Un reportage photo du 10 mars 2017 montre que la 52ème brigade dispose d'un camion avec canon sans recul M40 (copie iranienne sans doute) de 106 mm, d'un technical avec KPV, d'un Humvee avec KPV et canon sans recul SPG-9 en tourelle, d'un véhicule de la police fédérale avec ZPU-2, d'un mortier moyen. Une vidéo du 10 mars montre les mêmes matériels. On revoit un véhicule avec ZU-23 en tourelle. Les miliciens tirent aussi avec un mortier de 82 mm.
Dans un reportage photo du 11 juin, on peut voir un Land Cruiser équipé de huit lance-roquettes Grad protégé par une superstructure supérieure.Une photo du 1er juillet (prise le 23 juin) montre une colonne avec un Safir portant un LRM Type 63, un Land Cruiser avec 8 lance-roquettes Grad, un pick-up avec cabine arrière embarquant un ZU-23.
Le 23 juin a lieu le défilé pour la journée al-Qods (Jérusalem). Le défilé de la 52ème brigade comprend un Land Cruiser avec le portrait d'al-Sistani; un Humvee aux couleurs de la police fédérale armé d'une DSHK protégée par un bouclier en tourelle; d'un autreHumvee avec la même arme embarquée appartenant probablement à la branche média du Hashd; idem pour un Humvee avec un KPV cette fois en tourelle.

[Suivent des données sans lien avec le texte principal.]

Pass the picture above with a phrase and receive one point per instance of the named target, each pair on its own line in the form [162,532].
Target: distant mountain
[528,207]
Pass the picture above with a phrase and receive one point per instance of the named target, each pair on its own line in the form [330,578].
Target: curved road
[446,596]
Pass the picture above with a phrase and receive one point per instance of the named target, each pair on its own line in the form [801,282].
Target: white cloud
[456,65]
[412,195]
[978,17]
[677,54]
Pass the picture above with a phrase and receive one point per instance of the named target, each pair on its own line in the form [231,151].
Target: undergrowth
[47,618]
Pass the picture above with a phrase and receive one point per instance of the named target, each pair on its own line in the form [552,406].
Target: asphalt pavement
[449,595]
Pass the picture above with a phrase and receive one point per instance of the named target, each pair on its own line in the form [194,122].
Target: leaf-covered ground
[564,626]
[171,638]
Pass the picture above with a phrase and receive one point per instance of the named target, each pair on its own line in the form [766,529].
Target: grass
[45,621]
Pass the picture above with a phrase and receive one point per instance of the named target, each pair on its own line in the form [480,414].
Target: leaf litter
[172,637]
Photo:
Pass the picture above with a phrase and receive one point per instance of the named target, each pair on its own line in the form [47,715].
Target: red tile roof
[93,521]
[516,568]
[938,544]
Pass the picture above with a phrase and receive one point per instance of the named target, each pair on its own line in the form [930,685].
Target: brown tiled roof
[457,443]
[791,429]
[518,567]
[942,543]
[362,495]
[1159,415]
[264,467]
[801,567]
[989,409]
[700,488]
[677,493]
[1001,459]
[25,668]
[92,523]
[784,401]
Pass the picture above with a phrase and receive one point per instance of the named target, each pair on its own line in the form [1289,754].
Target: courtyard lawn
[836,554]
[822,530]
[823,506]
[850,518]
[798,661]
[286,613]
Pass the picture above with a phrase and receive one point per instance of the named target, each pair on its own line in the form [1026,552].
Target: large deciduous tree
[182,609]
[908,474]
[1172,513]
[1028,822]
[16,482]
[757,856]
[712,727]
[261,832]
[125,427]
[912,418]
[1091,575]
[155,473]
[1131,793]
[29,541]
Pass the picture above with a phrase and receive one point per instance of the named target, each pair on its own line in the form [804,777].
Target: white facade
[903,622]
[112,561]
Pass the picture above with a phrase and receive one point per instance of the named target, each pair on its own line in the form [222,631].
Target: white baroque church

On voit dans la ville une pancarte où figure Moqtada al-Sadr et son père, ainsi que des "martyrs" des milices chiites probablement; un Land Cruiser avec KPV protégé par un bouclier; un pick-up de la branche média du Hashd avec canon sans recul de 106; un pick-up avec mitrailleuse Type 77/85 protégée par un bouclier; un technical de la 52ème brigade avec la même configuration; un pick-up de la police fédérale avec une mitrailleuse DSHK protégée par un bouclier; un autre avec un KPV protégé par un bouclier; un Land Cruiser avec canon ZU-23 monotube à l'arrière; un Safir avec LRM Type 63; un pick-up avec mortier moyen à l'arrière; un pick-up avec cabine arrière portant un ZU-23; un pick-up avec 8 lance-roquettes type Grad; un camion Leyland avec canon sans recul de 106 sur la plate-forme arrière; un camion Scania avec trois mortiers sur la remorque; un Ford F350 avec ZU-23; un autre Ford F350 avec cabine arrière, tourelle embarquant une DSHK protégée par un bouclier et blindage SLAT; un F350 avec ZPU-2 à l'arrière; un camion avec un canon bitube; un pick-up avec ZPU-2; un autre avec une DSHK; un Hilux avec une mitrailleuse Type 77/85 protégé par un bouclier.
Un reportage photo du 10 juillet nous montre que la 52ème brigade dispose, en plus du Humvee armé d'un KPV et d'un SPG-9, d'un technical avec ZPU-4. Le Humvee porte le drapeau du Badr.